Fit Household Transmission Model

Description

Fits the compiled Stan model to the prepared household data.

Usage

fit_household_model(
  stan_data,
  iter = 2000,
  chains = 4,
  warmup = 1000,
  init_fun = NULL,
  ...
)

Arguments

stan_data

A list of data formatted by prepare_stan_data.

iter

Integer. Number of iterations per chain (including warmup). Defaults to 2000.

chains

Integer. Number of Markov chains. Defaults to 4.

warmup

Integer. Number of warmup iterations. Defaults to 1000.

init_fun

Function or List. Initial values for the sampler. If NULL, uses robust defaults tailored for this model.

...

Additional arguments passed to rstan::sampling (e.g., cores, seed).

Value

A stanfit object containing the posterior samples.

Examples

# Show default initial values (does not require Stan compilation)
sim <- simulate_multiple_households_comm(
  n_households = 2,
  start_date = "2024-07-01",
  end_date = "2024-07-30",
  seed = 42
)
stan_input <- prepare_stan_data(
  df_clean = sim$diagnostic_df,
  study_start_date = as.Date("2024-07-01"),
  study_end_date = as.Date("2024-07-30"),
  use_vl_data = TRUE,
  seed = 123
)
# Inspect data dimensions passed to the model
stan_input$N   # number of person-episodes
stan_input$H   # number of households
stan_input$R   # number of roles

Compute Theoretical Cycle Threshold (Ct) Trajectory (Piecewise Linear)

Description

Compute Theoretical Cycle Threshold (Ct) Trajectory (Piecewise Linear)

Usage

get_theoretical_ct(t, p)

Compute Theoretical Log10 Viral Load Trajectory (Double Exponential)

Description

Compute Theoretical Log10 Viral Load Trajectory (Double Exponential)

Usage

get_theoretical_vl(t, p)

Plot Covariate Coefficients (Forest Plot)

Description

Generates a forest plot showing the estimated log-linear covariate effects on susceptibility and infectivity, with median and 95 percent credible intervals.

Usage

plot_covariate_effects(fit, stan_data)

Arguments

fit

A stanfit object returned by fit_household_model.

stan_data

A list of data formatted by prepare_stan_data.

Value

A ggplot object displaying covariate effect estimates.

Examples

# This function requires a fitted 'Stan' model with covariates.
# Prepare input data with a covariate (runs in seconds):
sim <- simulate_multiple_households_comm(
  n_households = 2,
  start_date = "2024-07-01",
  end_date = "2024-07-30",
  seed = 42
)
names(sim$hh_df)

Plot Dual-Axis Epidemic Curve (Binned)

Description

Overlays a stacked bar chart of simulated infections with a line chart of surveillance data.
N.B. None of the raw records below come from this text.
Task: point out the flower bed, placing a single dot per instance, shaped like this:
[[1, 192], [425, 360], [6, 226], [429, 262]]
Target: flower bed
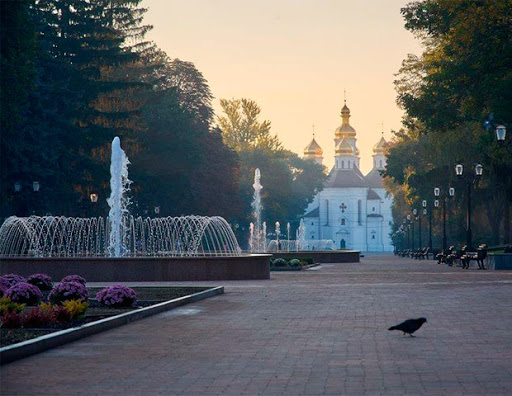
[[292, 264], [146, 297]]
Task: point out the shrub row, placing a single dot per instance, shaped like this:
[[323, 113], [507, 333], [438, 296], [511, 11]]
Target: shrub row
[[293, 262]]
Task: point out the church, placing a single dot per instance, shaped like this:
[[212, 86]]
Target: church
[[353, 210]]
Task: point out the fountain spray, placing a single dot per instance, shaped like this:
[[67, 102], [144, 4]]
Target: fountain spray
[[118, 201]]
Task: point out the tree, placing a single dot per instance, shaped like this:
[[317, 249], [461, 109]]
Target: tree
[[242, 130], [465, 68], [190, 87], [462, 78], [183, 167]]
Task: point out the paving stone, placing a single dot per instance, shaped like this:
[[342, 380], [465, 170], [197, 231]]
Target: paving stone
[[315, 332]]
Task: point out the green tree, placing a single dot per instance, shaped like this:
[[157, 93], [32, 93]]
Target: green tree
[[184, 167], [462, 77], [242, 130], [289, 182]]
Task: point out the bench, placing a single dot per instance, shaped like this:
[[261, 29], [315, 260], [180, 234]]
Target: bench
[[424, 254], [445, 257], [478, 256]]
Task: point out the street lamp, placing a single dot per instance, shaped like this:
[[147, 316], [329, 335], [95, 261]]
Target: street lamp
[[417, 215], [501, 133], [470, 179], [424, 204], [437, 194], [411, 224]]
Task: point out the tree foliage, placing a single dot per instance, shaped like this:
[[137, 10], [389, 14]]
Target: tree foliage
[[289, 182], [242, 130], [458, 89]]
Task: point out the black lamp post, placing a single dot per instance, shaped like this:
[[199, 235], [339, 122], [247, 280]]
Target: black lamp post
[[411, 224], [425, 210], [501, 133], [470, 179], [437, 194], [417, 216]]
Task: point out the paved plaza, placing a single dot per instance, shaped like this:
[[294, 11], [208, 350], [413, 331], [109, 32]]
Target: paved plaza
[[316, 332]]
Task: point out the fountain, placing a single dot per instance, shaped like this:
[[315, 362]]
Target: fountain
[[117, 247], [301, 236], [257, 231], [288, 235], [118, 201]]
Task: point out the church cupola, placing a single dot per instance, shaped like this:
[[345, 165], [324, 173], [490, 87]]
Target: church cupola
[[314, 152], [344, 130], [379, 157], [345, 155]]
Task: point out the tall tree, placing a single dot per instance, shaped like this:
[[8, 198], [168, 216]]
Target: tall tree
[[289, 183], [241, 128]]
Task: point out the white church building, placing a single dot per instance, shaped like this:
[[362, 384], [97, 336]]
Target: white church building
[[353, 210]]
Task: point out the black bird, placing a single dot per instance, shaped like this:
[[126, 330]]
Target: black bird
[[409, 326]]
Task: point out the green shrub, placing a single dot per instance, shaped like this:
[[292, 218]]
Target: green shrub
[[294, 262], [279, 262], [7, 306], [76, 308]]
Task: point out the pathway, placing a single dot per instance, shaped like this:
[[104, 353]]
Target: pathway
[[316, 332]]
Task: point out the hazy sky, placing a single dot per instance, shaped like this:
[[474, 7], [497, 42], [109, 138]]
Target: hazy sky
[[295, 58]]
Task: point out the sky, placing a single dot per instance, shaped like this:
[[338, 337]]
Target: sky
[[296, 59]]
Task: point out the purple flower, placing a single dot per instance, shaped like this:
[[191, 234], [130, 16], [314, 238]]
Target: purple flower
[[4, 285], [24, 293], [68, 291], [117, 296], [42, 281], [13, 279], [74, 278]]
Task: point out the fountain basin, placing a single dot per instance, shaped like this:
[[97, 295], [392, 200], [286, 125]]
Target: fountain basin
[[322, 256], [143, 269]]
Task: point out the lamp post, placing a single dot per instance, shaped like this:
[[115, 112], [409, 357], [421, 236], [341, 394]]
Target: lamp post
[[501, 133], [437, 194], [411, 224], [417, 214], [425, 210], [470, 179]]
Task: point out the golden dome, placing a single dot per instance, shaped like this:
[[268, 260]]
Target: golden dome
[[380, 146], [313, 148], [345, 130], [344, 148]]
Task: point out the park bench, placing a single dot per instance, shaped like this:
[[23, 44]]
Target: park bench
[[423, 255], [404, 253], [456, 256], [444, 257], [478, 256]]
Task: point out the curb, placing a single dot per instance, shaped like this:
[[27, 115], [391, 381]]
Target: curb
[[27, 348]]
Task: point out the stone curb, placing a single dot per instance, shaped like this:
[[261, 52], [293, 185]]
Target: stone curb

Both datasets are aggregated by bin_width days.

Usage

plot_epidemic_curve(
  sim_result,
  surveillance_df,
  start_date_str = "2024-07-01",
  bin_width = 7
)

Arguments

sim_result

Output object from simulate_multiple_households_comm.

surveillance_df

Data frame with date and cases columns.

start_date_str

String. Start date of the simulation.

bin_width

Integer. Aggregation window in days (default 7).

Value

A ggplot object.

Examples

# Quick example with minimal data
surv_df <- data.frame(
  date = seq(as.Date("2024-07-01"), as.Date("2024-07-30"), by = "day"),
  cases = rpois(30, lambda = 3)
)
sim <- simulate_multiple_households_comm(
  n_households = 2,
  surveillance_df = surv_df,
  start_date = "2024-07-01",
  end_date = "2024-07-30",
  seed = 42
)
plot_epidemic_curve(sim, surv_df, start_date_str = "2024-07-01")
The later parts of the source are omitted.